Heat stained her cheeks. “I like to know who’s working in my stables.”
“So you can see which ‘school of psychobabble’ we come from?”
“Colt—”
He started working on her horse’s back. She crossed her arms over her chest and leaned back against the stall. “We had an accident,” she said quietly. “In London last year. Something in the crowd spooked Bacchus as we approached a combination. His takeoff was all wrong—we crashed through the fence.”
She closed her eyes as the sickening thud, still so clear, so horrifically real, reverberated in her head. “I was lucky I didn’t break my neck. I broke my collarbone and arm instead. Bacchus tore tendons—badly. Physically, he’s a hundred percent but mentally he hasn’t been right since then. That’s why I was so frustrated today.”
He turned around and leaned against the wall. The corded muscles in his forearms flexed as he folded them over his chest, a flicker of something she couldn’t read sliding across his cool, even gaze. “That had to have left some emotional dents in you as well.”
She nodded. “I thought I was over it. Maybe I’m not.”
* * *
Alejandro knew he should keep up the brush off signals until Cecily Hargrove walked back out that door—the safest place for her. But there was a fragility that radiated from her tonight, dark emotional bruises in her eyes he couldn’t ignore. Perhaps they were from the accident. He thought they might be from a hell of a lot further back.
His heart tugged. Her undeniably beautiful face, bare of makeup, blue summer dress the same vibrant shade as her eyes, she looked exceedingly young and vulnerable. His grandmother had always said showjumping was a mental game. If you lost your edge, it all fell apart. Maybe Cecily had lost hers.
“Maybe you need to take a step back,” he suggested. “Take some time for you and Bacchus to fully heal—mentally and physically. Figure out what’s missing.”
She shook her head. “I don’t have time. I have a big event in a month. If I don’t perform in the top three there I won’t make the world championship team.
Bacchus is the only horse I have that’s at that level.”
“So you make it next year.”
“That’s not an option.”
“Why not?” He frowned. “What are you—mid-twenties? You have all the time in the world to make the team.”

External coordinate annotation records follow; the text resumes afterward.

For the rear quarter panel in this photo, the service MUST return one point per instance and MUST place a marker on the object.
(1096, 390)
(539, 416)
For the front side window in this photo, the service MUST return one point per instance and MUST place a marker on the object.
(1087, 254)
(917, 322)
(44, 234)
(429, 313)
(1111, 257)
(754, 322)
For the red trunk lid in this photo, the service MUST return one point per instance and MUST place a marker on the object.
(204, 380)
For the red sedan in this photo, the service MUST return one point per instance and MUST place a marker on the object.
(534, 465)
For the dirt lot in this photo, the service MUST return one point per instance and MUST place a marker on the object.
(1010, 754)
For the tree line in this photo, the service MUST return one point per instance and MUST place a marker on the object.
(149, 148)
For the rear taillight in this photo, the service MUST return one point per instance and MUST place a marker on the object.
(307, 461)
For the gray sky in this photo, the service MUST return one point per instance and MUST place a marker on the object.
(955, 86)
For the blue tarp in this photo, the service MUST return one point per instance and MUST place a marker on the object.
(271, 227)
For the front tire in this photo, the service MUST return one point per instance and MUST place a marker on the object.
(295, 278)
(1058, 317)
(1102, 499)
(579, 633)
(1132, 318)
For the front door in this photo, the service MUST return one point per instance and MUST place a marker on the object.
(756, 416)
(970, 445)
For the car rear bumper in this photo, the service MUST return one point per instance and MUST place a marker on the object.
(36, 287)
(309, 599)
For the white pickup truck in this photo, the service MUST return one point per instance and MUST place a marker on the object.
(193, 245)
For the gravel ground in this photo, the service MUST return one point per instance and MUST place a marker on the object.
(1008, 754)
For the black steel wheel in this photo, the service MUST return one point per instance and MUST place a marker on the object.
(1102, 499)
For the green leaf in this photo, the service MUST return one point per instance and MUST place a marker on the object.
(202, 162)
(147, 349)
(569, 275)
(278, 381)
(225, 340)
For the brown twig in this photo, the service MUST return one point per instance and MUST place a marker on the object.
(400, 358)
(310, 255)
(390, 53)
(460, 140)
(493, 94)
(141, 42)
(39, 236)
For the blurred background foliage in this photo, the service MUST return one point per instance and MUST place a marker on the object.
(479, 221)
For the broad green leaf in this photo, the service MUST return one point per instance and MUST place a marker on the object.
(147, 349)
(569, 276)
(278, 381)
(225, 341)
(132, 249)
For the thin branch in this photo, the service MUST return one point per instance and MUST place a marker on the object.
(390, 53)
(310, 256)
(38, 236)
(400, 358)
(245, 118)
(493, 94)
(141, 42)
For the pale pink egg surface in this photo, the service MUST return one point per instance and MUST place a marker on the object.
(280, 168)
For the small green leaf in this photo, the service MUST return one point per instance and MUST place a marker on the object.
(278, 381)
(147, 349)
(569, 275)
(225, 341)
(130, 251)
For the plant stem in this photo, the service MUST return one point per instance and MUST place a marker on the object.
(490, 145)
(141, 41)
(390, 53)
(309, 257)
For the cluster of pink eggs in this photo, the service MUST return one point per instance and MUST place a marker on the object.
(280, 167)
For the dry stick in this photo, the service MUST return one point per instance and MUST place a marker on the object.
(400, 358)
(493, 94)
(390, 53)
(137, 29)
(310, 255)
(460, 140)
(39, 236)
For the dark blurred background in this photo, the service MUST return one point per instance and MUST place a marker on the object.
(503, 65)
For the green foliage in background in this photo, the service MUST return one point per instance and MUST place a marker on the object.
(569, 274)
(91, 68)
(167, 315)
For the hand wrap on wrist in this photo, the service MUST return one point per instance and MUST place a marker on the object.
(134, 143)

Her mouth twisted. “Not when you’re a Hargrove, you don’t. My grandmother and mother were on the team. I am expected to make it. If I don’t, it will be a huge disappointment.”
“To who?”
“My father. My coach. The team. Everyone who’s backed me. They’ve spent a fortune in time and money to get me here.”
That he understood. He’d spent a lifetime trying to live up to his own legacy—to the destiny that had been handed to him from the first day he could walk. Sent to an elite boarding school in America from his native Brazil when he was six, then on to Harvard, the pressure had been relentless.
When he’d moved to New York to run the Salazar Coffee Company’s global operations as the company’s CEO, that pressure had escalated to a whole other level, driven by a ferociously competitive international marketplace and a father who had never been content with less than a hundred and ten percent from his sons.
He knew how that pressure could rule your life. How it could crush your soul if you let it.
He set his gaze on the woman in front of him. “You know better than anyone what you do is as much psychology as it is sport. Master the course in your head and you’re halfway there. Fail to do so and you’re dead in the water.” He shook his head. “If you push Bacchus before you’re both ready, it could end up in an even worse disaster than the one you’ve already been through.”
Long, golden-tipped lashes shaded her eyes. Chewing on her lip, she studied him for a long moment. “Was your grandmother a show jumper?”
Meu Deus. He gave himself a mental slap for revealing that much. He’d thought it an innocent enough reference at the time with Ms. High and Mighty goading him, but it had clearly been a stupid thing to do. Proof he liked to live close to the edge.
“She competed in small, regional stuff,” he backpedalled. “Nothing at your level. She gave it up to have a family. But she had a way with horses like no one I’ve ever seen.”